Personal information
- Full name: Georges Émile Jean Moulène
- Date of birth: 29 October 1901
- Place of birth: 12th arrondissement of Paris, France
- Date of death: 26 March 1976 (aged 74)
- Place of death: Neuilly-sur-Seine, France
- Position: Midfielder

Senior career*
- Years: Team / Apps / (Gls)
- 1921–1927: CA Paris
- 1927–1928: Club Français
- 1928–1933: CA Paris

International career
- 1922: France (unofficial) / +1 / (0)
- 1925: Paris / +2 / (0)
- 1926: France / 1 / (0)

= Georges Moulène =

French footballer (1901–1976)

Georges Émile Jean Moulène (29 October 1901 – 26 March 1976) was a French footballer who played as a midfielder for CA Paris and the French national team in the 1920s.

==Career==
Born in the 12th arrondissement of Paris on 29 October 1901, Moulène began his career at CA Paris in 1921, aged 20, with whom he played for six years, until 1927, when he moved Club Français.

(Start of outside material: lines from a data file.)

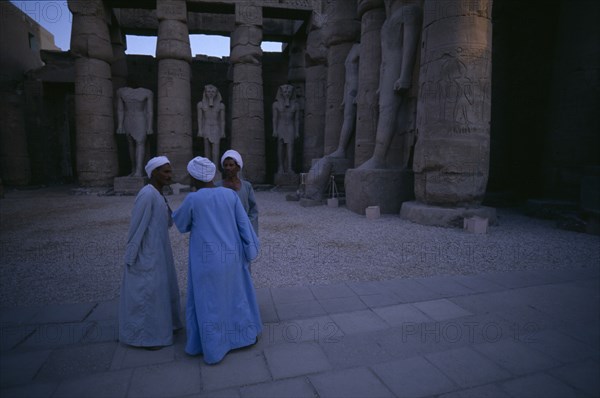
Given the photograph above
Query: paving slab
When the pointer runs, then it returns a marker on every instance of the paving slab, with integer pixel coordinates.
(78, 360)
(466, 367)
(336, 290)
(356, 350)
(539, 385)
(583, 375)
(380, 300)
(288, 388)
(100, 385)
(291, 360)
(349, 383)
(445, 286)
(486, 391)
(165, 380)
(63, 313)
(359, 322)
(400, 314)
(516, 357)
(442, 310)
(342, 304)
(21, 367)
(238, 368)
(410, 291)
(413, 377)
(294, 294)
(319, 330)
(34, 390)
(560, 346)
(299, 310)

On 11 June 1922, he started for France in an unofficial match against Norway in Oslo, which ended in a 7–0 loss. In March 1923, he was the only player from CAP who started for the French Army team in a friendly match against the British Army at Shorncliffe, helping his side to a 1–0 victory. On 1 November 1925, he started for the Paris football team in a friendly against Catalonia, scoring once in a 2–3 loss; the following day, the journalists of French newspaper Le Miroir des sports stated that he "did what he could, but in the future, he will have to avoid pushing his opponents too hard". The following month, he started for Paris in a friendly against a Nord selection.

On 11 April 1926, the 24-year-old Moulène earned his first (and only) international cap in a friendly match against Belgium at Stade Pershing, which ended in a 4–3 win. The following day, the journalists of Le Miroir des sports described his performance as "conscientious and courageous, but his uncertain passing and relatively poor mobility do not denote a midfielder of international class".

After leaving Club Français in 1928, Moulène returned to CA Paris, where he played for a further five years until he retired in 1933, aged 32.

==Death==
Moulène died in Neuilly-sur-Seine on 26 March 1976, at the age of 79.